At SEER, we manage a few PPC campaigns for an online psychic business. We had noticed a spike in new paid member sign-ups over the weekends during the fall of 2013 and wanted to investigate a bit more for new ideas. Looking at our conversion data month-over-month by city, we saw that Las Vegas had made its way into our top ten cities. Based on that background data, we constructed a hypothesis that users were signing up for the services for betting advice. More importantly, we identified this as a new opportunity and audience that we had not invested much time in before. Here was our experiment:
Conveniently enough, the next big event on the betting schedule happened to be the Super Bowl. We developed keywords, ad copy and landing pages related to sports & psychic predictions. We launched on 1/22, just under two weeks before the big game.
A lot of traffic. And for our industry, a lot of cheap traffic. We also held very high positions above the results for very popular queries.

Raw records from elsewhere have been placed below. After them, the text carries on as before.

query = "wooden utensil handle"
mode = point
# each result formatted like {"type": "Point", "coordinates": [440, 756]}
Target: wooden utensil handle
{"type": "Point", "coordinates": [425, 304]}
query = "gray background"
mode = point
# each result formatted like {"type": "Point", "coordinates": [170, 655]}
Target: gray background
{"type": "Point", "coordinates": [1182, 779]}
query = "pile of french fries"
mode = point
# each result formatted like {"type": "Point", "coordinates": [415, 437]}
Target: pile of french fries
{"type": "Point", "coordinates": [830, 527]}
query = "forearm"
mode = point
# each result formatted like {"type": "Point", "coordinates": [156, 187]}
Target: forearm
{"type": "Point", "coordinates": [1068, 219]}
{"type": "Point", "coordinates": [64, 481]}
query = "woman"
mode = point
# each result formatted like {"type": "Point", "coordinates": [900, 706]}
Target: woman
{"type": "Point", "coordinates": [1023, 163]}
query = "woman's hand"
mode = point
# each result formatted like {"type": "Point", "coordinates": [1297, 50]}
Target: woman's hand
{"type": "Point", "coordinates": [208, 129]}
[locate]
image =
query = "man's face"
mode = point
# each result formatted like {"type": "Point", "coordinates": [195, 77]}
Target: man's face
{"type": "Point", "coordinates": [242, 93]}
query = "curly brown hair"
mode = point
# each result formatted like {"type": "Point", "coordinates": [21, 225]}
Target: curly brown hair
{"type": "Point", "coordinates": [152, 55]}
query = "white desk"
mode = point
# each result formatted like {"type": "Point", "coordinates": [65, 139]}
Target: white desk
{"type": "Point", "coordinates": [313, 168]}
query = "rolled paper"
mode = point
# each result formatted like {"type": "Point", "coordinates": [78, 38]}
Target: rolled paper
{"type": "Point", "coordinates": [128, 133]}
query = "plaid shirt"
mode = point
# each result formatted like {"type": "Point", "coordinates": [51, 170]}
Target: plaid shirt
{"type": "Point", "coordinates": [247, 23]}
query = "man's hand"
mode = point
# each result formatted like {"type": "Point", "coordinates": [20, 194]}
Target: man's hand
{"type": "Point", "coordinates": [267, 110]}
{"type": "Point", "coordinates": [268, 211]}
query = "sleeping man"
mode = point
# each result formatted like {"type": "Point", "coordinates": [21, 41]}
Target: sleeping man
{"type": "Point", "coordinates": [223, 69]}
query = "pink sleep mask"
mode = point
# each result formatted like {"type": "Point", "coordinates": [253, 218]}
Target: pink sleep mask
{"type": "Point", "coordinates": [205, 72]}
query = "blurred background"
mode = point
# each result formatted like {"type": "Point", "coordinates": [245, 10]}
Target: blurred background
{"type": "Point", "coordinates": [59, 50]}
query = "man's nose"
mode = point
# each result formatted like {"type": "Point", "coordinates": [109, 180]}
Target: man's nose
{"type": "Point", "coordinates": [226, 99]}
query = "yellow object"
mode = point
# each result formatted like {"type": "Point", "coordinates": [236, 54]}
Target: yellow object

However, almost 99% of them bounced. Taking into consideration that their only option is to pay or leave, it was still a very high percentage. Even our more specific keywords like “psychic super bowl predictions 2014” had zero direct impact and a high bounce rate. One positive outcome would be that 92% of these visits were new, introducing our brand to a new audience as expected.
The largest downside: zero conversions. We generated over 3,500 clicks from our ads and none resulted in a paid sign-up. (We did see some other on-site activity though like free member sign-ups.) Looking back this year from April1st, we haven’t seen any impact on other source s in GA’s multi-channel reports, likely indicating that the newly exposed audience was not initially interested. However, now we can remarket to these specific users and hopefully loop them back into the sales cycle.
Perhaps our strategy or premise weren’t sound. Would someone looking for Super Bowl predictions really be interested in paying for psychic services? Well, that was the point of this test. Maybe that’s the case, maybe it’s not. Maybe our landing page was too hard of a sell or not tailored enough toward the intent of our users. Either way, we did not hit our goal of generating new paid members.
Even though we didn’t achieve our desired goal, our team now had a ton of new ideas of how it might work for future initiatives. Could we have, instead of pushing users to sign up for a paid service, promote some relevant content to engage users with the brand and potentially share, like an infographic? Or even promote our free offering with the intention to later re-engage via remarketing or email campaigns? We never revealed who the psychics picked, even though there was a press release about it, instead attempting to push them to pay for it.
Moving forward, our team found this as another opportunity to integrate our divisions (SEO, PPC, Content, Analytics, etc.) and tailor our approach more holistically by promoting content rather than solely focusing on direct response. One thing’s for sure though, I wish a psychic would have predicted these results so we could have developed a new strategy from the start!